This invention relates to wired networks for transmission of data, and particularly relates to cable television (CATV) networks for data transmission.
Cable television (CATV) systems generally comprise a head end facility from which a plurality of trunks or main distribution lines emanate in a hub-and-spoke arrangement. Each trunk serves one or more local distribution networks each of which serves a relatively small number (e.g., about 100 to 250) of end users. Each end user is connected with one of the trunks via a feeder line that taps into the main trunk at a feeder tap location.
As CATV services have expanded from simple unidirectional services in which signals are sent only from the service provider to the end user, but not vice versa, to bidirectional services in which signals are also sent from the end users back to the service provider, the demands for high performance of the cable system have also expanded. In particular, when digital signals are sent from the end users to the service provider, it is important to maintain a low bit error rate for these signals so that the information encoded in the signals is accurately transmitted to the service provider.
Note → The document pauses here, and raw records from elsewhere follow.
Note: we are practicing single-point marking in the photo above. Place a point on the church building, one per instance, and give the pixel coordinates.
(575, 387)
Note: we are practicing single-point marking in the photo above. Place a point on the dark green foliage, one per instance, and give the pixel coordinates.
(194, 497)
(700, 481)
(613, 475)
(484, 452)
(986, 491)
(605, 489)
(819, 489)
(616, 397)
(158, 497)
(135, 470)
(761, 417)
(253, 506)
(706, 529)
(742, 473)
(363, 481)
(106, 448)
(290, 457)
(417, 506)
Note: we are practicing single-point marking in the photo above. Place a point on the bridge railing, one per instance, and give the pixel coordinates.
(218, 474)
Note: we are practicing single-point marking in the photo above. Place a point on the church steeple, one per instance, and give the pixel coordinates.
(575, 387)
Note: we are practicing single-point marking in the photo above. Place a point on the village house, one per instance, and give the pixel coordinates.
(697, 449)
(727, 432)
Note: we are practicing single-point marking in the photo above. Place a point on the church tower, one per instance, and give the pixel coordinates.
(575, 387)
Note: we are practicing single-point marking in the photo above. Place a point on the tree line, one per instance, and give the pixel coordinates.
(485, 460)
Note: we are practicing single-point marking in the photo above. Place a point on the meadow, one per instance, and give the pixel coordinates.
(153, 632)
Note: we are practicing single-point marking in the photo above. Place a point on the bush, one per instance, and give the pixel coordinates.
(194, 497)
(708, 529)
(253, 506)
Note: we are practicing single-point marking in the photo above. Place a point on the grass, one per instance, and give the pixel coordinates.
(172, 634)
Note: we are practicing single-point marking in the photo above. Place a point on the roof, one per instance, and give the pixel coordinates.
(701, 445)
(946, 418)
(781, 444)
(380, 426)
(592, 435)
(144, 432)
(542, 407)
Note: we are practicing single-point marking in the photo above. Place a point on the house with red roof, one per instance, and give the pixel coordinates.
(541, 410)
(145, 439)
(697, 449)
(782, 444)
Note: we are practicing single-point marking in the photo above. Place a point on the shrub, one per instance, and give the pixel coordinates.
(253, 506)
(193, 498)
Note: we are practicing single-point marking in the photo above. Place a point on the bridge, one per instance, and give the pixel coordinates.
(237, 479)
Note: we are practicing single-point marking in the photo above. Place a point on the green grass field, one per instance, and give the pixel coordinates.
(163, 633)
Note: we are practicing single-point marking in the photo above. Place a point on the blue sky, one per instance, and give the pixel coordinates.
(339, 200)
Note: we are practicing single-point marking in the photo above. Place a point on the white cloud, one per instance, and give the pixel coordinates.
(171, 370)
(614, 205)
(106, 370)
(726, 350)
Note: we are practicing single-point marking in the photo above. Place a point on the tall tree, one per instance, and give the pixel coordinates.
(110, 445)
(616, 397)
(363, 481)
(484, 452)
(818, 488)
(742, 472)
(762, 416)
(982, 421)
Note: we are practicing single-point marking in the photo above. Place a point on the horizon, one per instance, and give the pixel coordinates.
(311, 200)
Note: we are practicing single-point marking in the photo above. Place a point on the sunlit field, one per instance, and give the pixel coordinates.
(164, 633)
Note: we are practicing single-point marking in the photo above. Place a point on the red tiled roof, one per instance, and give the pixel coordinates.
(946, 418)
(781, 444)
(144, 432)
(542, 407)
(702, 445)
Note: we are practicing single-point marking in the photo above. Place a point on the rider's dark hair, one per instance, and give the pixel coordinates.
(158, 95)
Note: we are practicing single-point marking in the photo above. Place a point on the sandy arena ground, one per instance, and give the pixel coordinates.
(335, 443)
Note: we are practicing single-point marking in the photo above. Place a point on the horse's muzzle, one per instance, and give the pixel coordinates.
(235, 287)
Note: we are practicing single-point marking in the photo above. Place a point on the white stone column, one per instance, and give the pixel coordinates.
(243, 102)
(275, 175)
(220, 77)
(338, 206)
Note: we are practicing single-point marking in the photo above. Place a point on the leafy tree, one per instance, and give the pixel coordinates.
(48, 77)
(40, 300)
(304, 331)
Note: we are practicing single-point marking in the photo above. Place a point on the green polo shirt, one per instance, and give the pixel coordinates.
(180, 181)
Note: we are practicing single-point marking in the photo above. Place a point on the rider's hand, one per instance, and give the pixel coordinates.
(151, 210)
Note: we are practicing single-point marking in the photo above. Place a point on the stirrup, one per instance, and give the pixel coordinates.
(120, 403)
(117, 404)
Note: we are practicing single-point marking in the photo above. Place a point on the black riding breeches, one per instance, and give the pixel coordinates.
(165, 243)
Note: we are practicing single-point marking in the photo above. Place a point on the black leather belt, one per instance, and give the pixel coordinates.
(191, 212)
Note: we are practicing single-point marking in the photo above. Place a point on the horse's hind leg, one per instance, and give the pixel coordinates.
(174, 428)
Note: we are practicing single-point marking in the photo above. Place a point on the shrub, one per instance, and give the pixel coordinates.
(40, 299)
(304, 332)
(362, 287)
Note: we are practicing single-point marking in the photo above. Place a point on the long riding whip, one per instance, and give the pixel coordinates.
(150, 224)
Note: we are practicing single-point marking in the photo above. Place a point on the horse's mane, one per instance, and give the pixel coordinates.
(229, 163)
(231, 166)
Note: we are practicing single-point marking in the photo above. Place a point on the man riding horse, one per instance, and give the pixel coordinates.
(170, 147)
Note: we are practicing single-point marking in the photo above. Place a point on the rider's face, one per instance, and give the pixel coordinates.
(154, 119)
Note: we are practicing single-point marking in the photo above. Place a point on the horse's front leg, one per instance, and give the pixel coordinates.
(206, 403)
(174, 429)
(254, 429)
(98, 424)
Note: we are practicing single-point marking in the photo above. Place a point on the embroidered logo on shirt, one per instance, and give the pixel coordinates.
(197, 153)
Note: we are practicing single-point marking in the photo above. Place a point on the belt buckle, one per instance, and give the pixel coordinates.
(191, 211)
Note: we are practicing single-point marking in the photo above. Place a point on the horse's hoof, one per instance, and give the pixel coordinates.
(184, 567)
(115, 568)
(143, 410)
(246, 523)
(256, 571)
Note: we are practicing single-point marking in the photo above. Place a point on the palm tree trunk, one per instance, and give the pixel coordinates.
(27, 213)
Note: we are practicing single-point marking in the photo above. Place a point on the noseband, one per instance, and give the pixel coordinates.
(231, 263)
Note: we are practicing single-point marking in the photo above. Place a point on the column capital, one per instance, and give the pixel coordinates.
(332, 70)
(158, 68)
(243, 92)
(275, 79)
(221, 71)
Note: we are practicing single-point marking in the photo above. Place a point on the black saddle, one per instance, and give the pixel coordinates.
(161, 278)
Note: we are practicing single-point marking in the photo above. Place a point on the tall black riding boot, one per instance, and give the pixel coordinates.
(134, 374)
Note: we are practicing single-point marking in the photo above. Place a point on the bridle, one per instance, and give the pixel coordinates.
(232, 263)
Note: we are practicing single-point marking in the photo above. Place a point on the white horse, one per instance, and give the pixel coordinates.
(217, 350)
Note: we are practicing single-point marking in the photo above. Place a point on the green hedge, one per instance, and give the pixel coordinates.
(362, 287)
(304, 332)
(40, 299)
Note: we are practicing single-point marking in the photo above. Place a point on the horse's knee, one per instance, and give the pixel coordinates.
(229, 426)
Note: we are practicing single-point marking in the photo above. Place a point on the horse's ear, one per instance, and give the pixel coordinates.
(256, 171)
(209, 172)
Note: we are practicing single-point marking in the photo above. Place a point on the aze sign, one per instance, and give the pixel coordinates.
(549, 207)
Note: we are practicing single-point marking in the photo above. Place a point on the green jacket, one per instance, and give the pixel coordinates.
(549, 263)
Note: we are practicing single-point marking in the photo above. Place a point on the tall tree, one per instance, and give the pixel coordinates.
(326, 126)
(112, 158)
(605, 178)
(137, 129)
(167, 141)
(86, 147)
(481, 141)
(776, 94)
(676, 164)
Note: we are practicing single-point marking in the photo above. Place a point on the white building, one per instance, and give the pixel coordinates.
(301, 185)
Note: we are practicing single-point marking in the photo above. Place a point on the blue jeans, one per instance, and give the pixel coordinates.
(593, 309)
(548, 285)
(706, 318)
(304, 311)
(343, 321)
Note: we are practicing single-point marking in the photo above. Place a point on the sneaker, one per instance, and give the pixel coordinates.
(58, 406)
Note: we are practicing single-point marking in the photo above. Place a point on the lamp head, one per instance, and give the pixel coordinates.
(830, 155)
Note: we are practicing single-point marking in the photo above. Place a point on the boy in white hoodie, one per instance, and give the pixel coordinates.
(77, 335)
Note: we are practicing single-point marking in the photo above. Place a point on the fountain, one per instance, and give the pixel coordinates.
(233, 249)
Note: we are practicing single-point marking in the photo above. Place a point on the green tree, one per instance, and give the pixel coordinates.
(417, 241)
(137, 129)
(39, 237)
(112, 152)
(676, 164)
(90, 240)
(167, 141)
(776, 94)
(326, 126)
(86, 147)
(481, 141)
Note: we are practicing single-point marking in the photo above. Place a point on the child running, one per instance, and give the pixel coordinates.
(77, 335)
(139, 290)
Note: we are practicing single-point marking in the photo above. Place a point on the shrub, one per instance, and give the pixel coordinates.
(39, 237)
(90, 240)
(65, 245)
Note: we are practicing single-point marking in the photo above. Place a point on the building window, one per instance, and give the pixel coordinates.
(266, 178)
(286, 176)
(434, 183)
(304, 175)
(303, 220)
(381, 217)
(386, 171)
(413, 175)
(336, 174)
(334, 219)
One factor that can lead to higher incidence of bit errors in the return path (i.e., the path from the end user to the head end facility) of a cable system is so-called group delay, wherein one or more frequency components of the return signal arrive at the head end facility at a slightly different time than one or more other frequency components that were transmitted by the end user at the same time. Group delay can be introduced into the return path, for example, by diplex filters that are commonly employed in the distribution amplifiers of cable systems for separating the forward and return signals. Amplifiers with diplex filters inherently cause some frequencies to be delayed more or less, by tens or hundreds of nanoseconds, than other frequencies.